Apple

Gogle VR/AR od Apple już w przyszłym tygodniu? Znak towarowy RealityOS zgłoszony!

Kacper Cembrowski
Gogle VR/AR od Apple już w przyszłym tygodniu? Znak towarowy RealityOS zgłoszony!
1

Gogle VR/AR od Apple to kwestia czasu - i jak się okazuje, niewykluczone, że bardzo niedługiego czasu.

RealityOS - znak towarowy zgłoszony!

RealityOS to nazwa systemu operacyjnego, którego Apple ma używać w swoim nadchodzącym headsecie wirtualnej i rozszerzonej rzeczywistości. Jak zauważył Parker Ortolani, właśnie ta nazwa została dzisiaj zgłoszona jako znak towarowy, co wskazuje, że możemy spodziewać się ekscytujących zapowiedzi podczas WWDC w przyszły poniedziałek.

Znak towarowy nie został oficjalnie złożony przez Apple, a przez firmę o nazwie Realityo Systems LLC. Nie jest to jednak nic zaskakującego, bowiem duże firmy zgłaszające znaki towarowe pod jednorazową nazwą to powszechna taktyka, którą stosuje się głównie w celu utrzymania anonimowości.

Ortolani donosi, że Realityo nie jest publicznie obecne, co sugeruje, że jest to firma-przykrywka wykorzystywana przez Apple. Jak donosi 9to5Mac, firma z Cupertino stosowała to samo podejście w przeszłości, używając firmy o nazwie „Yosemite Research LLC” do rejestrowania nazw aktualizacji macOS, takich jak Yosemite, Big Sur i Monterey. Nie jest to zatem pierwszy taki przypadek. Co ciekawe, obydwie firmy są zarejestrowane pod tym samym adresem - co już wydaje się wystarczającym dowodem na to, że za wszystkim stoi Apple. Zgłoszenia RealityOS dotyczące znaku towarowego i znaku usługowego nie zawierają żadnych przykładów publicznego użycia nazwy, co oznacza, że ​​produkt, z którym są powiązane, nie został jeszcze wydany. Reality Systems LLC nie ma również żadnej przeszłości.

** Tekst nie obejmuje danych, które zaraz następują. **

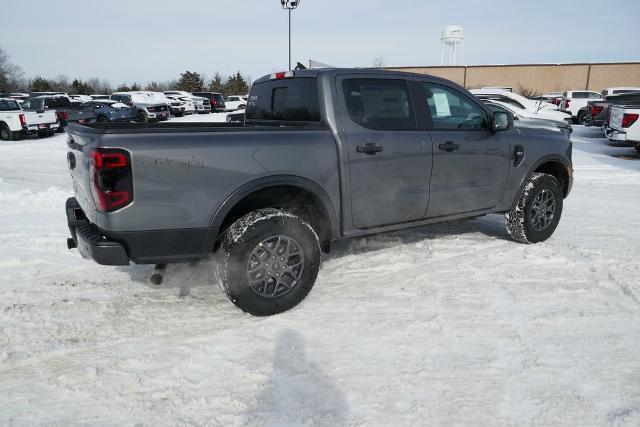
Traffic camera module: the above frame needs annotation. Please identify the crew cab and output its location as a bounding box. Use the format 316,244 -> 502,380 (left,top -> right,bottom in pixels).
606,105 -> 640,151
560,90 -> 601,123
65,69 -> 573,315
0,98 -> 58,141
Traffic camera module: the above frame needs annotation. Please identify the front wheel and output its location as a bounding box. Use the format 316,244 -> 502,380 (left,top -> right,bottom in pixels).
0,123 -> 18,141
505,173 -> 562,243
217,208 -> 320,316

Pierwsze pogłoski o RealityOS pojawiły się w 2017 roku

System oznaczany jako rOS został pierwszy raz zauważony w 2017 roku przez Bloomberga. RealityOS pojawił się również przedpremierowo w iOS 13. Temat powrócił po kilku latach, a nowe wpisy o tajemniczym systemie znaleziono w GitHubie i App Store.

W kilkuletnim już raporcie Bloomberga mogliśmy przeczytać, że RealityOS opiera się na iOS. Nazewnictwo wydaje się zatem jak najbardziej prawdopodobne - w końcu firma z Cupertino lubi dodawać do nazwy swoich systemów “OS”, czego dowodem jest watchOS, macOS, iPadOS czy sam iOS. Za rOS miał rzekomo odpowiadać Geoff Stahl, jeden z weteranów Apple.

Źródło: Depositphotos

Co dla nas oznacza zgłoszenie znaku towarowego?

Zgłoszenie znaku towarowego jest jednoznacznym dowodem na to, że Apple jest bardzo blisko ogłoszenia swojego zestawu VR/AR, o którym się plotkuje już od wielu lat. Z informacji, które wypłynęły na początku tego miesiąca wynika, że ​​zarząd giganta z Cupertino miał już wypróbować swoje gogle, co jest powszechną praktyką stosowaną przed publiczną premierą.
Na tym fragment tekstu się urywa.